5- Biz bu ahval üzerime evvelemirde memleketi elimizde muhafaza ve ne ıslahat lâzım ise hükümet vasıtasiyle yaparak anarşi ve inkılâp suretiyle Rus‘tâbiiyetine mani olmak ve Moskova‘daki heyeti murahhasamızın müzakeresi müsbet veya menfi bir neticeye iktiran için istical etmek, Ruslar ne muavenet edeceklerse miktarına bakmıyarak kabul etmek, Ermenilerle müsait bir muharebe vermek ve Azerbaycan‘la ittisali emri vâki yapmak için Rusların muvafakatine raptı hareket etmemek kararlarını ve talimatlarını verdik. Bundan sonra heyetten Trabzon vasıtasiyle aldığımız yeni bir raporda ahitnameden bahsolunmaktadır. Buna nazaran Van, Bitlis ve Muş taraflarında Ermenilere terki arazi mevzuubahs olduğu görülmektedir. Makine başında bizimle muhabere ederek meseleyi bir neticeye isal için Yusuf Kemal Bey Trabzon‘a gönderilmiş ve ayrıca malzeme ve paranın denizden yola çıkarıldığı bildirilmiştir. Bu daha ziyade ümitbahş yeni bir vaziyettir ki, Yusuf Kemal Bey geldikten sonra mahiyeti anlaşılacaktır.

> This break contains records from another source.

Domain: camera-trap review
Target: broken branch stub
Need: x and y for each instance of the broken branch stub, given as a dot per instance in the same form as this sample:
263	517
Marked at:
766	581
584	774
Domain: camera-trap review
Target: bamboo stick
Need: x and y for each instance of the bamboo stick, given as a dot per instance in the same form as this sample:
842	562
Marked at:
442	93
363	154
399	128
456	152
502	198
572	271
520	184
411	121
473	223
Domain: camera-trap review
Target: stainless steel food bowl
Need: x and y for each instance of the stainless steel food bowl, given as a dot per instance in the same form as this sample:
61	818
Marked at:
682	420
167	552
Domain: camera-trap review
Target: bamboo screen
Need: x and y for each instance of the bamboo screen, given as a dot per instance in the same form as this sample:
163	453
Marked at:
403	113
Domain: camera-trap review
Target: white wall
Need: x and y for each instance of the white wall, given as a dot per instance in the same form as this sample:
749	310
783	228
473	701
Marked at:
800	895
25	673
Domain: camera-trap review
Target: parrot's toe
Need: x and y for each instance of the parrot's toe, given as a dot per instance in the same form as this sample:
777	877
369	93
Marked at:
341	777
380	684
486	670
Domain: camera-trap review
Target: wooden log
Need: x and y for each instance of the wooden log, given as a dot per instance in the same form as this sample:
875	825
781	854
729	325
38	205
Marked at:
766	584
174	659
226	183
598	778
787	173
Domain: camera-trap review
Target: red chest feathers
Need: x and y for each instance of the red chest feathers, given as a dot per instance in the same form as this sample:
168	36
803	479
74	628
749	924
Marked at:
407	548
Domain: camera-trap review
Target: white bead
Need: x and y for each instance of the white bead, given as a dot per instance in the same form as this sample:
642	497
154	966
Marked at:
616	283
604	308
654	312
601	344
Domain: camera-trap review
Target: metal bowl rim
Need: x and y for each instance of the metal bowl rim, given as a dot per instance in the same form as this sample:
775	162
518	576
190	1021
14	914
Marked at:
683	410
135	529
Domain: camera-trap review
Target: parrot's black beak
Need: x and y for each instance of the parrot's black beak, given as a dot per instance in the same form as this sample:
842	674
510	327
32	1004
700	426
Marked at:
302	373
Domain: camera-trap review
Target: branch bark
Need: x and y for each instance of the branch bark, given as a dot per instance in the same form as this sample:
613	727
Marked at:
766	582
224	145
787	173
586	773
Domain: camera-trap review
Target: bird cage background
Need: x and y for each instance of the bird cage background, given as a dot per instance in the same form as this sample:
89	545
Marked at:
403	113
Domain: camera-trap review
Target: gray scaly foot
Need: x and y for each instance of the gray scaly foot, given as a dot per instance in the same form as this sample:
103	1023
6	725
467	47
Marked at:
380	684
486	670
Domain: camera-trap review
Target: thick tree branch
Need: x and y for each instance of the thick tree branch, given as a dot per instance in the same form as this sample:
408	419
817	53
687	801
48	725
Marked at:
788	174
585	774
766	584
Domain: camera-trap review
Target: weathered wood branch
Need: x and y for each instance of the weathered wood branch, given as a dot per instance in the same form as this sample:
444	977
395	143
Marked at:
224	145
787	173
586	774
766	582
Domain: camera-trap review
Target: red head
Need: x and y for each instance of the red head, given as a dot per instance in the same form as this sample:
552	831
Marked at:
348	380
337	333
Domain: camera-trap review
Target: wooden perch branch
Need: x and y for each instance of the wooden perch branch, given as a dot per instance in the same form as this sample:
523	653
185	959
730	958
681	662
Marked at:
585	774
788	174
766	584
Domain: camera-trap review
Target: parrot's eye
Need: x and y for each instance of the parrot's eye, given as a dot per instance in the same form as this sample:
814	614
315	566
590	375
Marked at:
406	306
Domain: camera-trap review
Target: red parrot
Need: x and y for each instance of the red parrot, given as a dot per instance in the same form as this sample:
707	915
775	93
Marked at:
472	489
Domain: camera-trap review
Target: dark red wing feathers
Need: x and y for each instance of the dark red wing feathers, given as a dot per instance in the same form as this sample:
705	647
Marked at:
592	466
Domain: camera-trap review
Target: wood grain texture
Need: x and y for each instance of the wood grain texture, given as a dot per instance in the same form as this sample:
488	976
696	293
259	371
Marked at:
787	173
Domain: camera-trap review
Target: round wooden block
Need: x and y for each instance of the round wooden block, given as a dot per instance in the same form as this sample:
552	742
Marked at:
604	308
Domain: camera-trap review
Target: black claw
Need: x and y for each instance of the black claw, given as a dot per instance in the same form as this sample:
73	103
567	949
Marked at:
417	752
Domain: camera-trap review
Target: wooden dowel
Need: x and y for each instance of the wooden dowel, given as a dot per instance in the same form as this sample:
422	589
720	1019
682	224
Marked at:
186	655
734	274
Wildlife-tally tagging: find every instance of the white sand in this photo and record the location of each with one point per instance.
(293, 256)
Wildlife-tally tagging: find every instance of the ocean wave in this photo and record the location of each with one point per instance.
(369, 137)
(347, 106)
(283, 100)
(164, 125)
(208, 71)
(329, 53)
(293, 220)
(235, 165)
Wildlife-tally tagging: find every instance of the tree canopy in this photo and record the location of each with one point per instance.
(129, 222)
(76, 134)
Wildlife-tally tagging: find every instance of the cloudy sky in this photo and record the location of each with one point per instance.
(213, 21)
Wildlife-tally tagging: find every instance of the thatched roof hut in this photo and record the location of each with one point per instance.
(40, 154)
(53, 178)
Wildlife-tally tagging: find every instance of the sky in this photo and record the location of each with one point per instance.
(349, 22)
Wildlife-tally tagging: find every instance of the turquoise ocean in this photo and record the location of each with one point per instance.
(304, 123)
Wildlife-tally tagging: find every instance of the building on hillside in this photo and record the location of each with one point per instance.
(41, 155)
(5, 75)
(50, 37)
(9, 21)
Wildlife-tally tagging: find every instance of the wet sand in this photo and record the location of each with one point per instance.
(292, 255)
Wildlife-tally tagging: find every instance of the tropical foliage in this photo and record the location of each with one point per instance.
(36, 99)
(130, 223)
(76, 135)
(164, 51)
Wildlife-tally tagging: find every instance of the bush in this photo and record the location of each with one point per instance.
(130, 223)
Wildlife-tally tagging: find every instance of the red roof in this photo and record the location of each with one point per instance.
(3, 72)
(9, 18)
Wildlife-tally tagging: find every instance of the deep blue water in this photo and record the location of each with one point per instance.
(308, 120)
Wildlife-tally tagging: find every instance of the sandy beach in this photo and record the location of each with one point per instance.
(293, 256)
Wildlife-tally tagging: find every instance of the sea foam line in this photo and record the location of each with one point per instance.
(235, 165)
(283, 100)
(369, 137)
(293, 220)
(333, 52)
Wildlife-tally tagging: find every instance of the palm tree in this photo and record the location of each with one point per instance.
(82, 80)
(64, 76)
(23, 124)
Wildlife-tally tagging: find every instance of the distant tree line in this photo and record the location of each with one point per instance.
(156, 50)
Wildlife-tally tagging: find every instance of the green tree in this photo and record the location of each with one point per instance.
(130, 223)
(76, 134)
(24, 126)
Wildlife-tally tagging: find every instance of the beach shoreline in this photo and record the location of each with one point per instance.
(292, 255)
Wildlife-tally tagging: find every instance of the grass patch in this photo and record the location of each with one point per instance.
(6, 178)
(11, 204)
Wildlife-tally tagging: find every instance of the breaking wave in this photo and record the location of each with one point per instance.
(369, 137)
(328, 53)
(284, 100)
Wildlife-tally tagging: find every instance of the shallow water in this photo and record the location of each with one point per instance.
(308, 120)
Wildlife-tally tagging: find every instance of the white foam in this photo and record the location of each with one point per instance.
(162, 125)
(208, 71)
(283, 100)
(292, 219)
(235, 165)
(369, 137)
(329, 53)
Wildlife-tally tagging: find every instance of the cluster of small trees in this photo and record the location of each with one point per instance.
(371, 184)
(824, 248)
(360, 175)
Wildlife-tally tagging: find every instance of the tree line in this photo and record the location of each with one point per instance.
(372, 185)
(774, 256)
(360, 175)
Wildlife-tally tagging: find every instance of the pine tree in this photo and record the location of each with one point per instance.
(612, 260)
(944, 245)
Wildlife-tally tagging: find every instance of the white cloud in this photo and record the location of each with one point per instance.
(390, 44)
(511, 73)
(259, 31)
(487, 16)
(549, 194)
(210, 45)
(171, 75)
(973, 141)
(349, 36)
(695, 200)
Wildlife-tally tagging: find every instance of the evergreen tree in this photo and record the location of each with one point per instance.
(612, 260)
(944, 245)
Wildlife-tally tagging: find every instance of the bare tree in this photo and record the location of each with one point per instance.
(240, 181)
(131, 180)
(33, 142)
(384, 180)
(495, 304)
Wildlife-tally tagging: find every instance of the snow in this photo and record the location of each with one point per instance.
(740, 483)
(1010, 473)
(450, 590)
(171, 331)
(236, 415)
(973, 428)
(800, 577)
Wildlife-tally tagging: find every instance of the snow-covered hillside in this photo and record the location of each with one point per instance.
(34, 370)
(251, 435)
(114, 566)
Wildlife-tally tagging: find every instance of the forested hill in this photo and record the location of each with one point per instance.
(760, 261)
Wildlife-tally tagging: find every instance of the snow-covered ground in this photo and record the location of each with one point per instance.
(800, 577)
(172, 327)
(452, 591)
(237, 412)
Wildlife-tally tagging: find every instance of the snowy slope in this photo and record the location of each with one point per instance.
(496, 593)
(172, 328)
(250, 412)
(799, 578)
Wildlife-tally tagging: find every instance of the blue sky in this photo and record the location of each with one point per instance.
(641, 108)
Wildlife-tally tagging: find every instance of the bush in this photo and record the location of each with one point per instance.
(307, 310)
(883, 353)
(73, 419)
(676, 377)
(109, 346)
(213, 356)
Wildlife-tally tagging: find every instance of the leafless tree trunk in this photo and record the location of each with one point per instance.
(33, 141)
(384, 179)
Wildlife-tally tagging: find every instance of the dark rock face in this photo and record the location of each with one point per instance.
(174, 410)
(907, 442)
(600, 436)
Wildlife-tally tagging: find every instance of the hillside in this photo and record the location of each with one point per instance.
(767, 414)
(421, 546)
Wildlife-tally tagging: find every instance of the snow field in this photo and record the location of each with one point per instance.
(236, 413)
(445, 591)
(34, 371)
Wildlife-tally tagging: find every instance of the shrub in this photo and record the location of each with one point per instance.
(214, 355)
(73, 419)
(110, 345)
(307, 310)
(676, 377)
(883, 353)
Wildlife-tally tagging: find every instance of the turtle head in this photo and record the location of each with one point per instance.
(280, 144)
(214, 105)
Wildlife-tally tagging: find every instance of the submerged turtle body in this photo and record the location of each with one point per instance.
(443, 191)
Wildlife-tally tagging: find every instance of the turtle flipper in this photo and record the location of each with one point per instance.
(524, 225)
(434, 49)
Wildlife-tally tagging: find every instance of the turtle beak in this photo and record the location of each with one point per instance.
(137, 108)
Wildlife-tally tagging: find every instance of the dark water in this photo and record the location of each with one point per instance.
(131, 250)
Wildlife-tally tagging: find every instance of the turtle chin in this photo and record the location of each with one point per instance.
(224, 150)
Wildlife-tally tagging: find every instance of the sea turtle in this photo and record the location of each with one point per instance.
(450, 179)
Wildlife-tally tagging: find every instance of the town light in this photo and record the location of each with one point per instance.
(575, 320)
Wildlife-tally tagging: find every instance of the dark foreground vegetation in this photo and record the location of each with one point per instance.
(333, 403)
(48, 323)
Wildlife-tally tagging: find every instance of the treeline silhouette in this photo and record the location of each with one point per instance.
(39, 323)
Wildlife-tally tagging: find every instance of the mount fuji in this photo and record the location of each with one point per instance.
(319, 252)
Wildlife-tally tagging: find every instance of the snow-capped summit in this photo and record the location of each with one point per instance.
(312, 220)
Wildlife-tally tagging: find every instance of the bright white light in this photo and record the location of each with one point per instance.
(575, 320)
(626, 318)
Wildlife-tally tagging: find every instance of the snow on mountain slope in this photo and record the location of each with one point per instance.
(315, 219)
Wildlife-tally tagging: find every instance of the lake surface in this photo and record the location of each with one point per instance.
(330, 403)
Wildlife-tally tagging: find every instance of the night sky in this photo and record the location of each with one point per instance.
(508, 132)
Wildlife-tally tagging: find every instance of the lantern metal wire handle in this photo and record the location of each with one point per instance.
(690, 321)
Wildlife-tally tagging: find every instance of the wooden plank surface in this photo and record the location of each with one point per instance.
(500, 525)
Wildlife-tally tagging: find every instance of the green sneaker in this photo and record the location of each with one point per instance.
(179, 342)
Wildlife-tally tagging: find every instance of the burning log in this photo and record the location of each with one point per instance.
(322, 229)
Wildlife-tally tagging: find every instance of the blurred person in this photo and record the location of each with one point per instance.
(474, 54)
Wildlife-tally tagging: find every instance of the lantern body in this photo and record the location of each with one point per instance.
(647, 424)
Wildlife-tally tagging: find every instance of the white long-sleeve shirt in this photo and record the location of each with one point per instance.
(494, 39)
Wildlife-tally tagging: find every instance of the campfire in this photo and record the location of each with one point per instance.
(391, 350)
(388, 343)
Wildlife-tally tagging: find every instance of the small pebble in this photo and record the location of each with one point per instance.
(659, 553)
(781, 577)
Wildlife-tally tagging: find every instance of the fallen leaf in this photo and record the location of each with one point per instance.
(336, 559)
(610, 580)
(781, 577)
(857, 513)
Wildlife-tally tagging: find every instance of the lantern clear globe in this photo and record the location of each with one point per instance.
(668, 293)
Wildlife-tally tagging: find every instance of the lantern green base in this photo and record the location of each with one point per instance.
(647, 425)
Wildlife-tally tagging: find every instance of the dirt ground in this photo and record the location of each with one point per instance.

6- Rusya cephesi bu halde iken Ağustos bidayetinde İzzet Paşadan ve o vasıta ile İngiliz karargâhı umumisinden bir Binbaşı imzasıle gelen tahriratta kontrolümüz altındaki menatıkta bulunan üseranın iadesi meselesini müzakere etmek üzere mülakat talep olunmuştur, İngiliz Binbaşısına cevap vermedik. İzzet Paşaya verdiğimiz cevapta kendisi vasıtasiyle müzakere mümkün olacağını imâ ve ihsas eyledik. Bundan sonra (Miliçı) nin Kâzım Paşa ile mülakat arzusu çıktı. Bunu da İzzet Paşa vasıtasına irca ettik. Nakıs olarak İzzet Paşaya atfen alınan malûmatta elyevm mevkuf bulunan Galip Paşanın memuren tarafımıza gönderileceği bildirilmiştir. Rus meselesi bir neticei kat‘iyeye iktiran edinceye kadar İngilizlerle böyle gayet hafif bir temas imkânını muhafaza etmek istiyoruz.
7-
Buraya kadar olan hâdisatı bu maddede hulâsa ve tekrar etmek isterim. Ermeni
davası gerek Garp ve gerek Rus milletleri nezdinde kuvvetlidir. Hristiyanlık
namına vukua gelecek tecavüzatın Garp ve ġarktan hoş görülemiyeceği
muhakkaktır, İngilizler nasıl dahili propaganda ile memleketimizi kısmen
ellerine geçirmişler ve geçirmek istiyorlarsa, Ruslar da her şeyden evvel
dahili sademat ile memleketimizi ellerine geçirmek istiyorlar.
Gerek Garp ve gerekse şarka karşı dahilden inhidama mâni olarak Yunan taarruzunun herhangi bir hatta tevkifine muvaffak olabilirsek dâvamızı halledecek istiklâli kararını bulacağımız muhakkaktır.
8-
İzahatımdan anlaşılmıştır ki, bilâ kayd-ü şart Rus tâbiiyeti demek olan
dahildeki komünizm teşkilâtı gaye itibariyle tamamen bizim aleyhimizdedir.
Gizli komünizm teşkilâtını her surette tevkif ve teb‘it etmek mecburiyetindeyiz.
Mecliste ahiren meydana çıkan halk zümresi bizim tanıdığımız arkadaşlardır.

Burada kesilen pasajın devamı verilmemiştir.